# Design

Versioned-hdf5 is built as a wrapper on top of h5py. The basic idea behind the
design is that versioned-hdf5 is a
[copy-on-write](https://en.wikipedia.org/wiki/Copy-on-write) system, inspired
by git as well as modern filesystems such as APFS and Btrfs. Copy-on-write is
a good fit whenever data should be completely immutable. In a copy-on-write
system, any modification to a piece of data produces a new copy of the data,
leaving the original intact. Any references to the original will continue to
point to it.

This is implemented using two key HDF5 primitives: chunks and virtual
datasets.

In HDF5, datasets are split into multiple chunks. Each chunk is of equal size,
which is configurable, although some chunks may not be completely full. A
chunk is the smallest part of a dataset that HDF5 operates on. Whenever a
subset of a dataset is to be read, the entire chunk containing that dataset is
read into memory. Picking an optimal chunk size is a nontrivial task, and
depends on things such as the size of your L1 cache and the typical shape of
your dataset. Furthermore, in versioned-hdf5 a chunk is the smallest amount of
data that is stored only once across versions if it has not changed. If the
chunk size is too small, it would affect performance, as operations would
require reading and writing more chunks, but if it is too large, it would make
the resulting versioned file unnecessarily large, as changing even a single
element of a chunk requires rewriting the entire chunk. Versioned-hdf5 does
not presently contain any logic for automatically picking a chunk size. The
[pytables
documentation](https://www.pytables.org/usersguide/optimization.html) has some
tips on picking an optimal chunk size.

[Virtual datasets](http://docs.h5py.org/en/stable/vds.html) are a special kind
of dataset that reference data from other datasets in a seamless way. The data
from each part of a virtual dataset comes from another dataset. HDF5 does this
seamlessly, so that a virtual dataset appears to be a normal dataset.

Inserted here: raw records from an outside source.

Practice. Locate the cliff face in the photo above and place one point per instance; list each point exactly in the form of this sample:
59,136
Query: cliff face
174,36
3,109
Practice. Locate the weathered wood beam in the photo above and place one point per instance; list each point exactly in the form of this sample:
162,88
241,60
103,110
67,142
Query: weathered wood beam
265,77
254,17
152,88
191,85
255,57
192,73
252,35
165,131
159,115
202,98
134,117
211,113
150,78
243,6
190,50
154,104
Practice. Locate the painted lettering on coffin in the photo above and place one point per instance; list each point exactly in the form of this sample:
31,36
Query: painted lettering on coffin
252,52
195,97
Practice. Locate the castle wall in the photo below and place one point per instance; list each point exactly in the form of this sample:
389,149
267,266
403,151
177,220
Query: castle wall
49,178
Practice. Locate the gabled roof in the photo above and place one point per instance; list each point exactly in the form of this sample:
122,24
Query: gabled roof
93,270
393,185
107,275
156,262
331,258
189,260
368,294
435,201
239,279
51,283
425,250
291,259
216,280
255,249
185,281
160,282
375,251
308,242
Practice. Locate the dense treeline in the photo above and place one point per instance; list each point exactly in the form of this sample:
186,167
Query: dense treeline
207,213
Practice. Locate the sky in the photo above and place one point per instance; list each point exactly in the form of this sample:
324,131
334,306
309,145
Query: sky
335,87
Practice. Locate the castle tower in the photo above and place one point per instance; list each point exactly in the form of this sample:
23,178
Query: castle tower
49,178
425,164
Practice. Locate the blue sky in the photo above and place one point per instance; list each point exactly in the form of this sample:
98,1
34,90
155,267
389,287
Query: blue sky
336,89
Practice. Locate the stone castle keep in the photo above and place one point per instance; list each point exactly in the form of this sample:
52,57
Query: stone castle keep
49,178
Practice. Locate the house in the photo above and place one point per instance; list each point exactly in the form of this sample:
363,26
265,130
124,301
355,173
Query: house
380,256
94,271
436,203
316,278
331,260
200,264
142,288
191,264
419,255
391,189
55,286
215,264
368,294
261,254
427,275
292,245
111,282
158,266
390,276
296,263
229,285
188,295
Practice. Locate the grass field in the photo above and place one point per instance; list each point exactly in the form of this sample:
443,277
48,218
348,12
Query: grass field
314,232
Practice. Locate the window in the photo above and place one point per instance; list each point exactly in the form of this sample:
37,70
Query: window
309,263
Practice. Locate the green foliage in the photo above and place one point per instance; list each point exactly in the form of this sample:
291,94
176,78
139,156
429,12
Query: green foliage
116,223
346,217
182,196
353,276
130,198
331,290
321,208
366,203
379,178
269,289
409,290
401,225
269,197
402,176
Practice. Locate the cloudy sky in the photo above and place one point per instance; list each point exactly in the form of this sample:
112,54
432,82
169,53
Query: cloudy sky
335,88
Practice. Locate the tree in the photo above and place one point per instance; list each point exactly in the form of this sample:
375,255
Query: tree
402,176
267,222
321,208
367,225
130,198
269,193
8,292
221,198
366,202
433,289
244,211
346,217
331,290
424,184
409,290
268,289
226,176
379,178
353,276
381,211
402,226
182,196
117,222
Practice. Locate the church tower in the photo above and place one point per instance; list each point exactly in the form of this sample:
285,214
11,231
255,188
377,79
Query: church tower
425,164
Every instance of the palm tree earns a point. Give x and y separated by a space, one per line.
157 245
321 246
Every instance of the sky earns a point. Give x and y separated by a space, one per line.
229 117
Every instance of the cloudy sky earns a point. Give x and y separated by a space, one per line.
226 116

The basic design of versioned-hdf5 is this: whenever a dataset is created for
the first time (the first version containing the dataset), it is split into
chunks. The data in each chunk is hashed and stored in a hash table. The
unique chunks are then appended into to a `raw_data` dataset corresponding to
the dataset. Finally, a virtual dataset is made that references the
corresponding chunks in the raw dataset to recreate the original dataset. When
later versions modify this dataset, each modified chunk is appended to the raw
dataset, and a new virtual dataset is created pointing to corresponding
chunks.

For example, say we start with the first version, `version_1`, and create a
dataset `my_dataset` with `n` chunks. The dataset chunks will be written into the
raw dataset, and the final virtual dataset will point to those chunks.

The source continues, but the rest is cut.